This is something that we learn and work how to do. What they used to tell us is: look at your research, resume it in a few quotes and try to explain it to your mother, grandmother, or your family member that isn’t a scientist. After that see if that person understood.

Zita practiced ballet, talks Russian, practices aikido, talks with exuberance about your work. With 39 years old what is still left to do?
I still have to do many things both personally and professionally. Everyday we are building, I couldn’t think that with only 39 years old it was all done.

But you already have a good curriculum…
Yes, I have a good curriculum, I know, but obviously happiness is that, it’s building it, contributing for the happiness of people. No one can be happy alone. Let’s distinguish: professionally there are space missions, on my work field there from now on to 10/20 years, many people retire and cannot see the mission to which they dedicated. This happens every day. There are many things I want to do. Many dreams to materialize.
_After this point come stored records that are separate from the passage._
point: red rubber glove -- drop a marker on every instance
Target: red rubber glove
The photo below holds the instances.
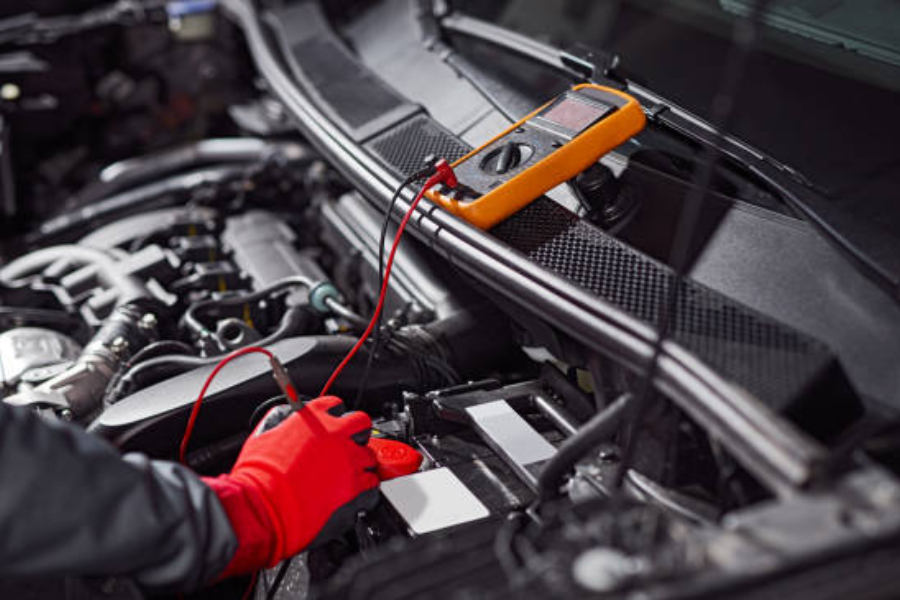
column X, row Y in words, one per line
column 300, row 476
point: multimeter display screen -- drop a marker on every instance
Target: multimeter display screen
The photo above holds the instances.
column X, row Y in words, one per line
column 573, row 115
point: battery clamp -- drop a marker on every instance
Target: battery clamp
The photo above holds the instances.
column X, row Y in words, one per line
column 551, row 145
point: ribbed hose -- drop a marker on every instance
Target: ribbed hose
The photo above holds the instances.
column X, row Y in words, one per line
column 599, row 429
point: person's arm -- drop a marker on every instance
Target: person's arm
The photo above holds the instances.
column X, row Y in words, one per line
column 70, row 504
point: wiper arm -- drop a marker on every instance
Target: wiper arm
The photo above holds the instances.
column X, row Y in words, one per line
column 873, row 253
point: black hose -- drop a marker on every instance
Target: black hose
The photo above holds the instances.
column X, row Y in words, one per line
column 600, row 428
column 190, row 318
column 344, row 312
column 139, row 197
column 155, row 369
column 575, row 400
column 216, row 151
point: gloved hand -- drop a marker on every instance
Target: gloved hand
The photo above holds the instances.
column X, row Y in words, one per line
column 300, row 476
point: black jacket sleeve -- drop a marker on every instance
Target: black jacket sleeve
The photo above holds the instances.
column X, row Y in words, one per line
column 71, row 505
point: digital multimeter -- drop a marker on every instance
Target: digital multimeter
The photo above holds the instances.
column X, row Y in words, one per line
column 551, row 145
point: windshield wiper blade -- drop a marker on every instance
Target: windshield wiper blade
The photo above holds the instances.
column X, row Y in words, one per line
column 874, row 253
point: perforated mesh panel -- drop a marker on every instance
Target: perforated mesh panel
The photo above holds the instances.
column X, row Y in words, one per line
column 765, row 357
column 770, row 360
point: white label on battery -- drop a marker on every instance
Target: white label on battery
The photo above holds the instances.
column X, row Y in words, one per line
column 511, row 432
column 433, row 500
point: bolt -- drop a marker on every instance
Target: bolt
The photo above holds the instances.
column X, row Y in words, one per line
column 608, row 453
column 148, row 322
column 10, row 91
column 119, row 346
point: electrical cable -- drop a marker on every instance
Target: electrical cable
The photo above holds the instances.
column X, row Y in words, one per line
column 443, row 174
column 190, row 316
column 195, row 410
column 166, row 366
column 279, row 579
column 382, row 238
column 744, row 38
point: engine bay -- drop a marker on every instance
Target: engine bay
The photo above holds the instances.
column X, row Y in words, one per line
column 162, row 208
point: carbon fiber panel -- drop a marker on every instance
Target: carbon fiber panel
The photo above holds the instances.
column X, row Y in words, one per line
column 786, row 369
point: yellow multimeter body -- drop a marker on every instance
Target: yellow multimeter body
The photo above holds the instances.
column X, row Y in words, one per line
column 551, row 145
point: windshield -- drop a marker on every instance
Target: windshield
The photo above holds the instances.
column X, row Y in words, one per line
column 820, row 94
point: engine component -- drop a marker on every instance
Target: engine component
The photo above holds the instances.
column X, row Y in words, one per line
column 98, row 280
column 262, row 246
column 350, row 229
column 78, row 391
column 34, row 354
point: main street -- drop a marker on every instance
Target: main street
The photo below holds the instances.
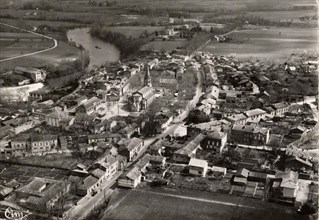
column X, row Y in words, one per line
column 82, row 209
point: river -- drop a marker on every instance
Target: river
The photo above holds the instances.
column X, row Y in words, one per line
column 100, row 51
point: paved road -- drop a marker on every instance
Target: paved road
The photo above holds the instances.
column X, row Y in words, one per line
column 234, row 203
column 86, row 204
column 8, row 4
column 33, row 53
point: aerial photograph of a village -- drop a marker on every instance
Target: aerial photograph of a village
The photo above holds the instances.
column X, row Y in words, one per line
column 159, row 110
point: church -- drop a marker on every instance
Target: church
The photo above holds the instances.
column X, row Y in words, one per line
column 141, row 99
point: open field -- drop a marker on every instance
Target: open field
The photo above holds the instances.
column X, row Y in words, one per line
column 163, row 204
column 23, row 173
column 135, row 31
column 269, row 43
column 15, row 44
column 64, row 51
column 283, row 15
column 164, row 45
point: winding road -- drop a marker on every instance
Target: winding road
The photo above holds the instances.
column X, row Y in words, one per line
column 33, row 53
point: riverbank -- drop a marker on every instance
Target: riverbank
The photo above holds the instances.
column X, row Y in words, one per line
column 126, row 45
column 98, row 50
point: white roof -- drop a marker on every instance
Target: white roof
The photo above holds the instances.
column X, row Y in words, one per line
column 198, row 163
column 219, row 169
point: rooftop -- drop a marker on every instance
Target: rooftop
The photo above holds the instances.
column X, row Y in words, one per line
column 250, row 129
column 197, row 163
column 254, row 112
column 191, row 146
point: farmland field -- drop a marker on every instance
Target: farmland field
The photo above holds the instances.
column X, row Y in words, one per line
column 15, row 44
column 63, row 52
column 163, row 204
column 134, row 31
column 270, row 43
column 283, row 15
column 23, row 173
column 164, row 45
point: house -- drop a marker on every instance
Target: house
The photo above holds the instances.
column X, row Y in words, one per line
column 141, row 99
column 280, row 108
column 90, row 106
column 157, row 160
column 157, row 147
column 127, row 131
column 96, row 138
column 131, row 148
column 20, row 145
column 238, row 119
column 6, row 131
column 204, row 128
column 81, row 100
column 184, row 154
column 20, row 124
column 249, row 134
column 257, row 177
column 297, row 132
column 198, row 167
column 255, row 114
column 270, row 111
column 242, row 172
column 288, row 183
column 54, row 118
column 66, row 122
column 164, row 119
column 41, row 144
column 218, row 171
column 5, row 191
column 240, row 181
column 39, row 94
column 215, row 140
column 297, row 164
column 36, row 75
column 131, row 179
column 88, row 186
column 82, row 121
column 104, row 168
column 96, row 127
column 41, row 194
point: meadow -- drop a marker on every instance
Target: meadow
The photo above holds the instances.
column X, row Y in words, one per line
column 135, row 31
column 160, row 45
column 15, row 44
column 271, row 42
column 163, row 204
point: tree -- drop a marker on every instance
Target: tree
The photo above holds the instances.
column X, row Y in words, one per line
column 308, row 208
column 196, row 116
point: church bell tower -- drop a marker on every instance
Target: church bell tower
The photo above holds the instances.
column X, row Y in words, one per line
column 147, row 77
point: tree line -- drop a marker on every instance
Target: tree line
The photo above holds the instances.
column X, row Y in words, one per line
column 126, row 45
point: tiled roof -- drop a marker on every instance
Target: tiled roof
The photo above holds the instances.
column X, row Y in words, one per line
column 133, row 174
column 197, row 163
column 255, row 112
column 98, row 173
column 133, row 143
column 45, row 137
column 216, row 134
column 289, row 179
column 250, row 129
column 145, row 90
column 90, row 181
column 279, row 105
column 191, row 146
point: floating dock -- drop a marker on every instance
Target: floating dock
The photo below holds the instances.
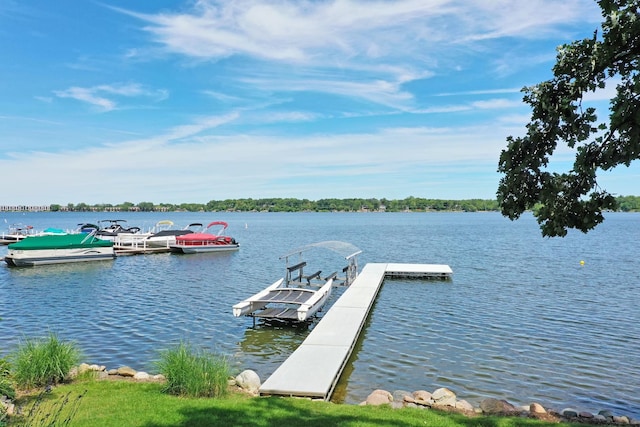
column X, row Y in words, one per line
column 314, row 368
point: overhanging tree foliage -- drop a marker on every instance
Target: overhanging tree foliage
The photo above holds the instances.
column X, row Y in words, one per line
column 574, row 199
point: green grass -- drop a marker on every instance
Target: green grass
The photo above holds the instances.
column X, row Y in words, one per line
column 193, row 373
column 6, row 386
column 43, row 361
column 123, row 403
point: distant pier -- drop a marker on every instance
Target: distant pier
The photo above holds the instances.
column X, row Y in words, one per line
column 314, row 368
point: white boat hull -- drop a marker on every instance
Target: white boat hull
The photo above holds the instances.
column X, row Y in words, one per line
column 29, row 258
column 284, row 303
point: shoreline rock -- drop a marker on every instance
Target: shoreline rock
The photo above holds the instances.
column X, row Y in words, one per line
column 444, row 399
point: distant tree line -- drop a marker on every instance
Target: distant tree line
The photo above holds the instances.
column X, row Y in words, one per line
column 409, row 204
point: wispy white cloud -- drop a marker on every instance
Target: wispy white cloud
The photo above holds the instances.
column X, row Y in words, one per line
column 97, row 95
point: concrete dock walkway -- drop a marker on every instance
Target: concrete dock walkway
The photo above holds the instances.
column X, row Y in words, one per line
column 314, row 368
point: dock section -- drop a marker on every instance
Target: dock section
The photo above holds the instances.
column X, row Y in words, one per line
column 314, row 368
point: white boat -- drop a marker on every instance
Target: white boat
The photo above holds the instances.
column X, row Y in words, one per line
column 298, row 297
column 15, row 233
column 205, row 241
column 115, row 229
column 284, row 303
column 58, row 249
column 164, row 234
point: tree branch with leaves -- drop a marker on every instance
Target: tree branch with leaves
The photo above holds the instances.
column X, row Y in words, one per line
column 574, row 199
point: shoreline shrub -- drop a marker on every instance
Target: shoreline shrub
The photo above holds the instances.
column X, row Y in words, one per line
column 193, row 373
column 39, row 362
column 6, row 386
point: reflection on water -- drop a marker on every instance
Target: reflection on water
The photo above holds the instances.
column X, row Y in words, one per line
column 522, row 319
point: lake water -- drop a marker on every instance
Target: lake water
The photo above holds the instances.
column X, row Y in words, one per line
column 521, row 320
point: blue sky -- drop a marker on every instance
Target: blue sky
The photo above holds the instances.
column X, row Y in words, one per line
column 191, row 101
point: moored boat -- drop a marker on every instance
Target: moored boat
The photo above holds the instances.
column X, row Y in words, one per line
column 58, row 249
column 205, row 241
column 15, row 233
column 164, row 234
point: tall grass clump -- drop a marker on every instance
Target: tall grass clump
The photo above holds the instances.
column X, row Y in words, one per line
column 39, row 362
column 193, row 373
column 6, row 386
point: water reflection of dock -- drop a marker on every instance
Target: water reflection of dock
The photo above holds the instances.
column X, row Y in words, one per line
column 314, row 368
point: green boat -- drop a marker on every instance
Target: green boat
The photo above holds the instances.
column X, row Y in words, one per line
column 58, row 249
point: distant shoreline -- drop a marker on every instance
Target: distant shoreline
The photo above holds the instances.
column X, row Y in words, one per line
column 409, row 204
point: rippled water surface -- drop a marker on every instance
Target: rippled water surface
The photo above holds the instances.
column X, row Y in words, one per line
column 522, row 319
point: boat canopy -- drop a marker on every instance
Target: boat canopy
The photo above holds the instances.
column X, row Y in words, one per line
column 345, row 249
column 60, row 241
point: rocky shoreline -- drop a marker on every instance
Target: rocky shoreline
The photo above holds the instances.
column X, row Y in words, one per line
column 441, row 399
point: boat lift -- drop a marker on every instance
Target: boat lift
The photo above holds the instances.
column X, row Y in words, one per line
column 297, row 297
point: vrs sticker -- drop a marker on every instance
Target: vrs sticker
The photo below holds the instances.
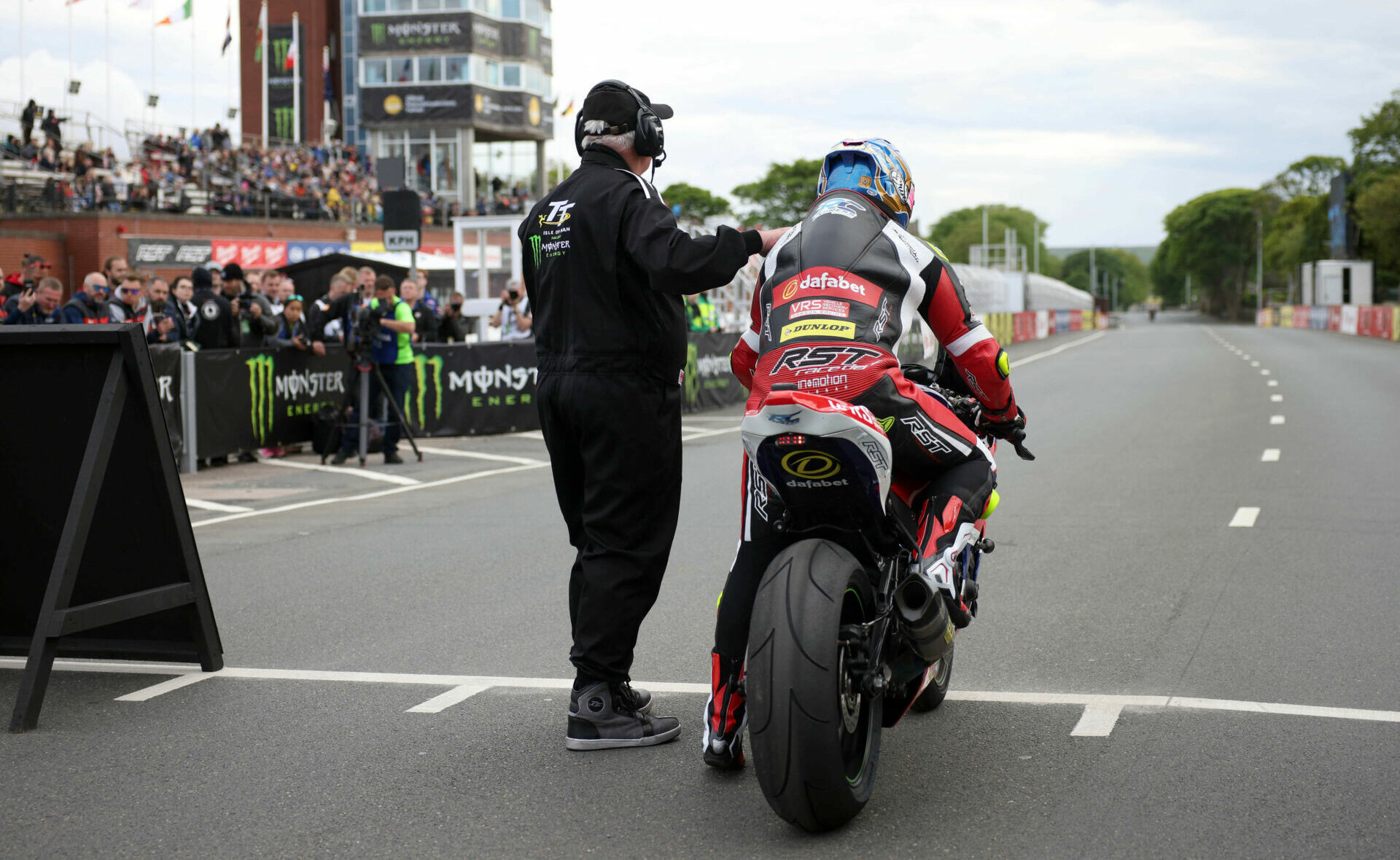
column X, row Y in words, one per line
column 818, row 327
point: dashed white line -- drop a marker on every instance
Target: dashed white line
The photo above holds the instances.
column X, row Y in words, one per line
column 203, row 505
column 343, row 470
column 1245, row 517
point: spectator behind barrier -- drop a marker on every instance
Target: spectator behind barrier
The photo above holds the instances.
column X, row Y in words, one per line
column 454, row 327
column 88, row 305
column 292, row 327
column 35, row 307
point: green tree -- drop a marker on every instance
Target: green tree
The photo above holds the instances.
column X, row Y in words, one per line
column 783, row 195
column 1308, row 176
column 1214, row 237
column 958, row 231
column 695, row 203
column 1115, row 263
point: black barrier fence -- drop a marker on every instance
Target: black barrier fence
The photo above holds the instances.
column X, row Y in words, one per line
column 251, row 399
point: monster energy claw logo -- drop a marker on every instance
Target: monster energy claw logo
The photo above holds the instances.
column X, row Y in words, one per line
column 420, row 365
column 281, row 122
column 261, row 392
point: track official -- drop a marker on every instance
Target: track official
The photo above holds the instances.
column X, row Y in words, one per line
column 605, row 270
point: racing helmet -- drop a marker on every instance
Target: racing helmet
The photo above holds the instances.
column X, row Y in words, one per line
column 871, row 167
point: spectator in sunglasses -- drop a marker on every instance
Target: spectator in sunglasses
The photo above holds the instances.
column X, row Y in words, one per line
column 129, row 302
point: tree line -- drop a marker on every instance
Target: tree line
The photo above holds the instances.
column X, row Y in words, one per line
column 1213, row 238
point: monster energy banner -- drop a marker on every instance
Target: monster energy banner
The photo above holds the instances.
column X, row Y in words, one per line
column 280, row 83
column 470, row 391
column 709, row 380
column 251, row 399
column 166, row 361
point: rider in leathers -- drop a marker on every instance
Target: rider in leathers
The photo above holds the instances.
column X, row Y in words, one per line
column 838, row 292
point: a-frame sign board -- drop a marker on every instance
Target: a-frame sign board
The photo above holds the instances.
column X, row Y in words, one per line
column 98, row 557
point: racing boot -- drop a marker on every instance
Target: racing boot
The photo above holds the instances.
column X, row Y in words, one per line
column 604, row 716
column 724, row 714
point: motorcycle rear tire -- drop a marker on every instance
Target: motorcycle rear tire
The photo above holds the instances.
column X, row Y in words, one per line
column 937, row 689
column 812, row 770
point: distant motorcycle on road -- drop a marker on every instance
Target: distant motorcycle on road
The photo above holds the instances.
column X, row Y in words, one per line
column 847, row 634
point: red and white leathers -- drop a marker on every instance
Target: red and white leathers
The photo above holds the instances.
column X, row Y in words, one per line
column 836, row 295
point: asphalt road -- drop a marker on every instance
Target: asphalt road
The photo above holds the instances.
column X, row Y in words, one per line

And butterflies to feel on the stomach?
Yes. I used to say that my work makes me feel butterflies on the stomach, give me a sensation of happiness and passion about what I do. I’ve never wanted to have a regular job from nine to five pm. I want something that fulfills me, that makes me happy. I think about the future missions I can do. I always think long-term, very very long-term. And at the moment in what can I do to bring Portugal to go beyond.